The third set of genomic SELEX experiments involves proteins that are neither known nucleic acid binding proteins nor polyanion binding proteins. Imagine that we are interested in β-galactosidase, for example, or any protein within any organism. Because the SELEX process yields winning ligands for virtually any protein, we must wonder if all proteins (or at least many) use some surface to interact with specific sites in the cognate genomic DNA or RNA. We believe, as in the two-hybrid protein paradigm, that winning natural ligands would suggest a biological regulatory loop that requires further investigation. People long have speculated on the large size of proteins; one element of large protein size that would be useful would be surfaces that promote regulatory loops that keep biological systems homeostatic (39). Moreover, since the SELEX process has worked on many small molecules, one could extend the idea of a protein–nucleic acid linkage map to include a metabolite–nucleic acid linkage map.

Conclusions and Perspectives

The success of in vitro evolution with large nucleic acid libraries has led us to wonder about biological regulatory loops in vivo. We have some of the same intuitions we had in the early 1970s when we were almost alone thinking that translational regulation was common. As noted above, we stumbled upon translational regulation in T4-infected E. coli because we were running SDS gels and looking at the patterns of protein synthesis—that is, we were simply taking a new technique (SDS gel electrophoresis was once a new technique!) and collecting data in an organism that interested us. The genomic SELEX process has the quality of being constructed from a technique (SELEX) and an idea—that the success of the SELEX process is predictive for interactions between many proteins and natural nucleic acids (and the additional idea that biology still has surprises for us). We have been talking about the broad implications of genomic SELEX for several years in our laboratory, yet it took us a long time to decide to test the idea. The problem with doing genomic SELEX (with basic fibroblast growth factor and β-galactosidase, representing applications two and three, above) is that we couldn’t decide how many negative experiments we would do before we discarded the idea; that is, if basic fibroblast growth factor had no high-affinity natural RNA or DNA sequence, is the idea of a broad protein–nucleic acid linkage map wrong? The genomic SELEX process is too difficult to expect all scientists to try every protein they study individually, and so we are developing methods that allow an approach in which many proteins are challenged simultaneously by all RNAs or DNAs from an organism.

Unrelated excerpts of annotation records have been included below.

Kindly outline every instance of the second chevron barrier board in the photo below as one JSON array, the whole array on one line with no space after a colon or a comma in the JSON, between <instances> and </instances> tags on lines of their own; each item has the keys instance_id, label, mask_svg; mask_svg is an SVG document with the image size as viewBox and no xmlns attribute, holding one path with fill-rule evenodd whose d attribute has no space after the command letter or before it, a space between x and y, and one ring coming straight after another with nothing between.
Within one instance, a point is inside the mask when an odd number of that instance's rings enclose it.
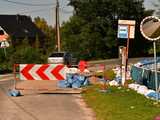
<instances>
[{"instance_id":1,"label":"second chevron barrier board","mask_svg":"<svg viewBox=\"0 0 160 120\"><path fill-rule=\"evenodd\" d=\"M64 80L65 66L62 64L20 64L20 80Z\"/></svg>"}]
</instances>

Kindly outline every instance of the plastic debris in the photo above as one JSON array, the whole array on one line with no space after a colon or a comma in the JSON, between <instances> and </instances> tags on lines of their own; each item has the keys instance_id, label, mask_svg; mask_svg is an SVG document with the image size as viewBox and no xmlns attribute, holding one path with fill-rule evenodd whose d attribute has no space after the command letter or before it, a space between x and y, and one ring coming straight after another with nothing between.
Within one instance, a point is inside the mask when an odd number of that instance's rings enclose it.
<instances>
[{"instance_id":1,"label":"plastic debris","mask_svg":"<svg viewBox=\"0 0 160 120\"><path fill-rule=\"evenodd\" d=\"M18 97L18 96L21 96L21 93L19 90L13 89L9 91L9 96Z\"/></svg>"},{"instance_id":2,"label":"plastic debris","mask_svg":"<svg viewBox=\"0 0 160 120\"><path fill-rule=\"evenodd\" d=\"M67 74L66 80L58 82L60 88L80 88L89 85L87 77L79 74Z\"/></svg>"},{"instance_id":3,"label":"plastic debris","mask_svg":"<svg viewBox=\"0 0 160 120\"><path fill-rule=\"evenodd\" d=\"M118 82L115 81L115 80L110 81L110 82L109 82L109 85L110 85L110 86L119 86Z\"/></svg>"}]
</instances>

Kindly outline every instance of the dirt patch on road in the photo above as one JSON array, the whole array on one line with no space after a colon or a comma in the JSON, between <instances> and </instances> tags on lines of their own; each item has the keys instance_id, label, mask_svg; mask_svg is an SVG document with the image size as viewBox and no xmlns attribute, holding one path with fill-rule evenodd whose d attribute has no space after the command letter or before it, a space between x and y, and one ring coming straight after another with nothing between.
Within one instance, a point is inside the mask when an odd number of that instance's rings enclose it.
<instances>
[{"instance_id":1,"label":"dirt patch on road","mask_svg":"<svg viewBox=\"0 0 160 120\"><path fill-rule=\"evenodd\" d=\"M96 115L93 112L93 110L87 106L84 99L81 95L74 95L76 97L75 101L76 103L82 108L85 114L86 120L96 120Z\"/></svg>"}]
</instances>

While the emphasis in this paper seems aimed largely at the impact of any protein on expression of specific genes through preferred target sites, the reciprocal regulatory activities of natural nucleic acids on specific enzymes, cytokines, receptors, and other proteins are equally likely to be found through the genomic SELEX process. The selection of unnatural nucleic acids that inhibit the activity of a specific protein has proven to be trivial. We anticipate that nature will have observed and used the same property in specifically controlling the activity of proteins in vivo and that such a scheme can be uncovered using the genomic SELEX process.